La philosophie comme dialogue avec l'ami est alors remplacée par l'anthropologie comme détour par l'ennemi pour accéder aux plis originaires de la pensée.
http://www.cairn.info/article_p.php?ID_ARTICLE=CRITI_774_0909
Viveiros pose clairement ce problème dans un chapitre intitulé « Chamanisme transversal ». Il propose une « dissolution constructive » du sacrifice décrivant « le champ de virtualités dynamiques dont le sacrifice est une actualisation singulière » (MC, p. 119). L'analyse du chamanisme fournit un tel champ de virtualités, pour autant que le chamane est décrit classiquement comme celui qui peut franchir en vision les barrières entre espèces, et se voir à la fois comme sacrificateur et comme victime25. Ce chamanisme « horizontal » ou interspécifique est opposé au chamanisme « vertical » passant entre les hommes et les dieux26. Le problème posé par Viveiros est alors celui-ci : comment le chamanisme horizontal peut-il se maintenir sans passer à la verticale ? Reprenant des analyses de Pierre Clastres, Viveiros parle d'une transformation prophétique du chamanisme amazonien en réaction à sa transformation sacerdotale.

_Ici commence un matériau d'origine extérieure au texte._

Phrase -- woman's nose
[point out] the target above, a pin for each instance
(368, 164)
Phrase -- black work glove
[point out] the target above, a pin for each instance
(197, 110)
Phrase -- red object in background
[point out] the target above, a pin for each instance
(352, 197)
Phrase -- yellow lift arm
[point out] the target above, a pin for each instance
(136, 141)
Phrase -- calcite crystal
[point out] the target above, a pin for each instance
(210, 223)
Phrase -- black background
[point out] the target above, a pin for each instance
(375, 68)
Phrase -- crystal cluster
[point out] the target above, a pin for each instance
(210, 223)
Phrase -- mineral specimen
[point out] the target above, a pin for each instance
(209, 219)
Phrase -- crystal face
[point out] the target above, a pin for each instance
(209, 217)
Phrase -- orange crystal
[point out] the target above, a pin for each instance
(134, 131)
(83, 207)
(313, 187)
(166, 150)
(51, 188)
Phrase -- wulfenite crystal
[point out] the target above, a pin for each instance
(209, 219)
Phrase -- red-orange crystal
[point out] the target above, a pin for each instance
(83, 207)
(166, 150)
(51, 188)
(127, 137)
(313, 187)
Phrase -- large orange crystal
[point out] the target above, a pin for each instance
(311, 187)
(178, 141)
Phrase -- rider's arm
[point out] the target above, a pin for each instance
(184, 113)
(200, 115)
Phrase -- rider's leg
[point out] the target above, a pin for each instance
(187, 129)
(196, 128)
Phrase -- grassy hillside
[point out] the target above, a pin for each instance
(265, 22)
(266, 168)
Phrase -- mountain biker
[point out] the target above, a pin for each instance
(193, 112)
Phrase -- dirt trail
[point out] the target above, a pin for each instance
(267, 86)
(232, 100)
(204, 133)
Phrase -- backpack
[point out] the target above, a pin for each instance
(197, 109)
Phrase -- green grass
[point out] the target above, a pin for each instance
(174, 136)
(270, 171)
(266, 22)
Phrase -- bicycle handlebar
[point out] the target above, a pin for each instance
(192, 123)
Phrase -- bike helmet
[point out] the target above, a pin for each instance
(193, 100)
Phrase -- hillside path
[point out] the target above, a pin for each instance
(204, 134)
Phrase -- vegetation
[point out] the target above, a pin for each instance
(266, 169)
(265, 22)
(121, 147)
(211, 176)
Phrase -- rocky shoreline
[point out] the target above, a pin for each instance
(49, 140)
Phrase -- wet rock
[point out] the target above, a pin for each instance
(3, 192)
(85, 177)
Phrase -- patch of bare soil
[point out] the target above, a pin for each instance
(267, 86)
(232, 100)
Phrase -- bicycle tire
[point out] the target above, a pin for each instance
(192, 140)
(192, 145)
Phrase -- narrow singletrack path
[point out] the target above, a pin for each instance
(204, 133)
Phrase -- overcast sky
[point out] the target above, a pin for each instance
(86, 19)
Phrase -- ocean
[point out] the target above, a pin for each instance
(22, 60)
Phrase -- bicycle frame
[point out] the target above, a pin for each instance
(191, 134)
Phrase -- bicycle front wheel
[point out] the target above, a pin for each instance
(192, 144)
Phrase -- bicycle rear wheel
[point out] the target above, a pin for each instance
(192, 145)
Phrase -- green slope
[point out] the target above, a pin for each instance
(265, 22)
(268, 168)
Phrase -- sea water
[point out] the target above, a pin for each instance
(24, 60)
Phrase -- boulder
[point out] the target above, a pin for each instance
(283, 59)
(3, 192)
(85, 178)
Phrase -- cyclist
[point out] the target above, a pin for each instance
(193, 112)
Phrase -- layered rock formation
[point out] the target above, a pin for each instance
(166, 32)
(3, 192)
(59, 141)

Pour éviter de fonder une Église et un État, le chamane lance une prophétie sur un avenir catastrophique, du type : « les hommes seront des animaux à la fin des temps. » Il parvient ainsi à construire un « plan d'immanence » en multipliant les « lignes de fuite ». « L'humanité reste immanente, en réabsorbant la plus grande partie des foyers de transcendance qui s'allument sans cesse dans la vaste forêt touffue, diverse et foisonnante qu'est le socius amazonien. Le chamane horizontal amazonien marque, par son omniprésence dans la région, l'impossibilité de coïncidence entre le pouvoir politique et la puissance cosmique, rendant ainsi plus difficile l'élaboration d'un système sacrificiel de type classique » (MC, p. 127).